実際、これは使ってみると分かるのだけど、この圧縮部分に使われている止水ファスナーが、ちょっとビックリするくらい固くて、開閉が大変なのだが、逆にいえば、この止水ファスナーを使わなければならないくらい、圧縮機能というのは密閉を必要とするわけだ。
多くのバッグで使われている止水ファスナーをうたったものは、実際はコーティングで水を通しにくくしているコーティングファスナーが多い。それは正式な止水ファスナーでは、バッグとしての使い勝手に影響が出てしまうからだ。もちろん、「スペースオプト」では本物の止水ファスナーの開閉のしにくさを少しでも解消する工夫はなされている。
ファスナーの引き手はフックが左右に出ていて二本の指を引っ掛けられるし、ファスナーが付いている部分の両端にはD管が付いていて、ここにも指を引っ掛けられる。片手の指をD管に引っ掛け、もう片方の手の指を引き手に引っ掛けて思い切り両側に引っ張るのだ。慣れれば、まあ非力な人でもどうにか使える。
大事なのは、閉める時、きちんと最後まで引っ張ること。ここが少しでも開いていると、空気が漏れて中に入れた衣類などもふくらんでしまう。

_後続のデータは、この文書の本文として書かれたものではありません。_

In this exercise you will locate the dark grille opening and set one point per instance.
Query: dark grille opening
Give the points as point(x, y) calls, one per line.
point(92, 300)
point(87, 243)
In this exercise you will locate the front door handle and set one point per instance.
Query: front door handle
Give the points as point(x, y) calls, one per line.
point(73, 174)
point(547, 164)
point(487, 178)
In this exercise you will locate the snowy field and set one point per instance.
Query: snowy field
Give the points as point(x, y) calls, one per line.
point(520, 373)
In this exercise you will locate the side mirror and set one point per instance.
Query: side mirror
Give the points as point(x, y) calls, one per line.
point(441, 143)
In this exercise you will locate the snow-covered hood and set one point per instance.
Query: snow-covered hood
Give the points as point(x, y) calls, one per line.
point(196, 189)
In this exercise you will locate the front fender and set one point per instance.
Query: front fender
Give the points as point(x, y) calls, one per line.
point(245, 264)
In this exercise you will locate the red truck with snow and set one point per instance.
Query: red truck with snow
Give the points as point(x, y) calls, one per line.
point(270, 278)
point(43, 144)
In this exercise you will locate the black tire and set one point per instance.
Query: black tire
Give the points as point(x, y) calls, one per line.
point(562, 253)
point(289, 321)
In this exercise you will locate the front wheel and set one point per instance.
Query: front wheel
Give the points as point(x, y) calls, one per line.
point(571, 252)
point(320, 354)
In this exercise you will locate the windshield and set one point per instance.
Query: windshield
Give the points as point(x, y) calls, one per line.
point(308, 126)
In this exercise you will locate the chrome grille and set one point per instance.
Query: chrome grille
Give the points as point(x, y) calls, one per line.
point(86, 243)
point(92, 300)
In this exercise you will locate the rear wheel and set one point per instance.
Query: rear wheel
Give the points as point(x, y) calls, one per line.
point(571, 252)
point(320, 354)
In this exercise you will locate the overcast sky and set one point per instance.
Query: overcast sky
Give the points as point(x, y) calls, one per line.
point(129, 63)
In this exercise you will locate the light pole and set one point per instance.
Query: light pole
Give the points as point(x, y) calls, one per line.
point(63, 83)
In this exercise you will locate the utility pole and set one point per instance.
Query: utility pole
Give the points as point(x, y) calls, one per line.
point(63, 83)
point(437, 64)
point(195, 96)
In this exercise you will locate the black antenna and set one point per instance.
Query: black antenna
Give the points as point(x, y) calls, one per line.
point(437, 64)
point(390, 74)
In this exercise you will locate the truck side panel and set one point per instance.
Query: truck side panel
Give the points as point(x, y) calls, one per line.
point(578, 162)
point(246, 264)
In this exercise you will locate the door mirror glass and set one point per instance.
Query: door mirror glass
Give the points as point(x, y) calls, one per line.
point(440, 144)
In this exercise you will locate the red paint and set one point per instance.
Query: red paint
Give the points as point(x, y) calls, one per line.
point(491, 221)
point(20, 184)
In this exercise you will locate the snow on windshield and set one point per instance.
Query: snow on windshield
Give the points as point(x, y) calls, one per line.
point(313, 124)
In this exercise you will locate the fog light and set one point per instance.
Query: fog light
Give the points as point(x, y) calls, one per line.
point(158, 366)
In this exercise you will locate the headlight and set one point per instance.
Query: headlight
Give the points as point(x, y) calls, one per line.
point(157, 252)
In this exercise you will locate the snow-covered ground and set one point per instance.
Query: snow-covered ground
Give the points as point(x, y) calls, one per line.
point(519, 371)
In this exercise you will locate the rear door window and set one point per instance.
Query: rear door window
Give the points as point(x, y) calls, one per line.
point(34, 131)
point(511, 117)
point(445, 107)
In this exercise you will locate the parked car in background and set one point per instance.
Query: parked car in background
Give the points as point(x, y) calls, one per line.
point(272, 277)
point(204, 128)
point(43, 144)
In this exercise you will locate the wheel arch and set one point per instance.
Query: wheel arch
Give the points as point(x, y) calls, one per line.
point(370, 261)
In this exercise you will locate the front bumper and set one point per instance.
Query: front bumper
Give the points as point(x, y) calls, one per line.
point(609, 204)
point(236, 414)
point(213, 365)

それだけの密閉状況をバッグの中に作れるわけで、これは中々強力な機能だ。それこそ、洗濯物が乾く前に出発しなければならない時、ゲリラ豪雨の中、ノートPCを持って出掛ける時、高価な古書を手に入れた時にも、この圧縮部分に入れておけば、うっかり傘やペットボトルをバッグの中に入れてしまっても安心。わざわざ圧縮袋を、そんな風な用途に使うためにバッグの中に常備することはないけれど、内蔵されているなら使う。
「圧縮機能をどんな風に使うかは、お客さまに委ねる形にしています。圧縮できるというメリットは伝えるべきだとは思いますけれども、必ずしも圧縮しないといけないわけでもないので」と白石さんも話す。